The presence of an inadequate number of centrosomes is very often linked to the apparition of genome instability and the loss of tissular differentiation.[16][18] However, the method to count the centrosome number (each one with 2 centrioles) is often not very precise, because it is frequently assessed using fluorescence microscopy, whose optical resolution is not high enough to resolve centrioles that are very close to each other. Nevertheless, it is clear that the presence of supernumerary (in excess) centrosomes is a common event in human tumors. It has been observed that loss of the tumor-suppressor protein p53 produces supernumerary centrosomes,[19] as well as deregulation of other proteins implicated in tumorigenesis in humans, such as BRCA1 and BRCA2 (for references, see [14]). It is important to note that supernumerary centrosomes can be generated by very different mechanisms: specific reduplication of the centrosome, cytokinesis failure during cell division (generating an increase in chromosome number), cell fusion (for instance due to infection by specific viruses) or de novo generation of centrosomes. At this point there is not sufficient information to know how frequent are those mechanisms in vivo, but it is possible that the increase in centrosome numbers due to a failure during cell division might be more frequent than appreciated, because many "primary" defects in one cell (deregulation of the cell cycle, defective DNA or chromatin metabolism, failure in the spindle checkpoint, etc...) would generate a failure in cell division, an increase in ploidy and an increase in centrosome numbers as a "secondary" effect.[20][21]

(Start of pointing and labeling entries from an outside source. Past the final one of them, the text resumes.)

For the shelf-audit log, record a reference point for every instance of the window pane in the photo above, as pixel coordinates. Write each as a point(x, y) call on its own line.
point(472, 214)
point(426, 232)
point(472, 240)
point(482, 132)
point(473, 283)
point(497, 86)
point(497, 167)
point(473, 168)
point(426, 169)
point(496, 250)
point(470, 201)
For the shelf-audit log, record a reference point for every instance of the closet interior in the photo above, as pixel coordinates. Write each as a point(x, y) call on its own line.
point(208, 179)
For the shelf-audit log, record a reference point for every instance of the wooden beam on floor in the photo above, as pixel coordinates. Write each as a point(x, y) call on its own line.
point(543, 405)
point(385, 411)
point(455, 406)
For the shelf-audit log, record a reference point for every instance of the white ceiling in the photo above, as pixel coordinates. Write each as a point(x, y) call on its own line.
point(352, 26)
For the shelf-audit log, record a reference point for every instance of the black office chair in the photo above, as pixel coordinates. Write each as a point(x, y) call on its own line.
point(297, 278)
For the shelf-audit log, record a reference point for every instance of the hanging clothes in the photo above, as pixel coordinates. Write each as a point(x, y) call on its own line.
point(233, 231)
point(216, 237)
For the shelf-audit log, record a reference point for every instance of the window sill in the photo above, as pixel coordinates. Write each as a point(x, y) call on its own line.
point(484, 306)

Evolution of the centrosome[edit]

The evolutionary history of the centrosome and the centriole has been traced for some of the signature genes, e.g. the centrins.[1] Centrins participate in calcium signaling and are required for centriole duplication.[22] There exist two main subfamilies of centrins, both of which are present in the early-branching eukaryote Giardia intestinalis. Centrins have therefore been present in the common ancestor of eukaryotes. Conversely, they have no recognizable homologs in archea and bacteria and are thus part of the "eukaryotic signature genes." Although there are studies on the evolution of the centrins and centrioles,[1][23] no studies have been published on the evolution of the pericentriolar material.

It is evident that some parts of the centrosome are highly diverged in the model species Drosophila melanogaster and Caenorhabditis elegans. For example, both species have lost one of the centrin subfamilies that are usually associated with centriole duplication. Drosophila melanogaster mutants that lack centrosomes can even develop to morphologically normal adult flies, which then die shortly after birth because their sensory neurons lack cilia.[13] Thus, these flies have evolved functionally redundant machinery, which is independent of the centrosomes.

Centrosome associated nucleotides[edit]

Research in 2006[24] indicated that centrosomes from Surf clam eggs contain RNA sequences. The sequences identified were found in "few to no" other places in the cell, and do not appear in existing genome databases. One identified RNA sequence contains a putative RNA polymerase, leading to the hypothesis of an RNA based genome within the centrosome. However, subsequent research has shown that centrosome do not contain their own DNA-based genomes. While it was confirmed that RNA molecules associate with centrosomes, the sequences have still been found within the nucleus. Furthermore, centrosomes can form de novo after having been removed (e.g. by laser irradiation) from normal cells.[23]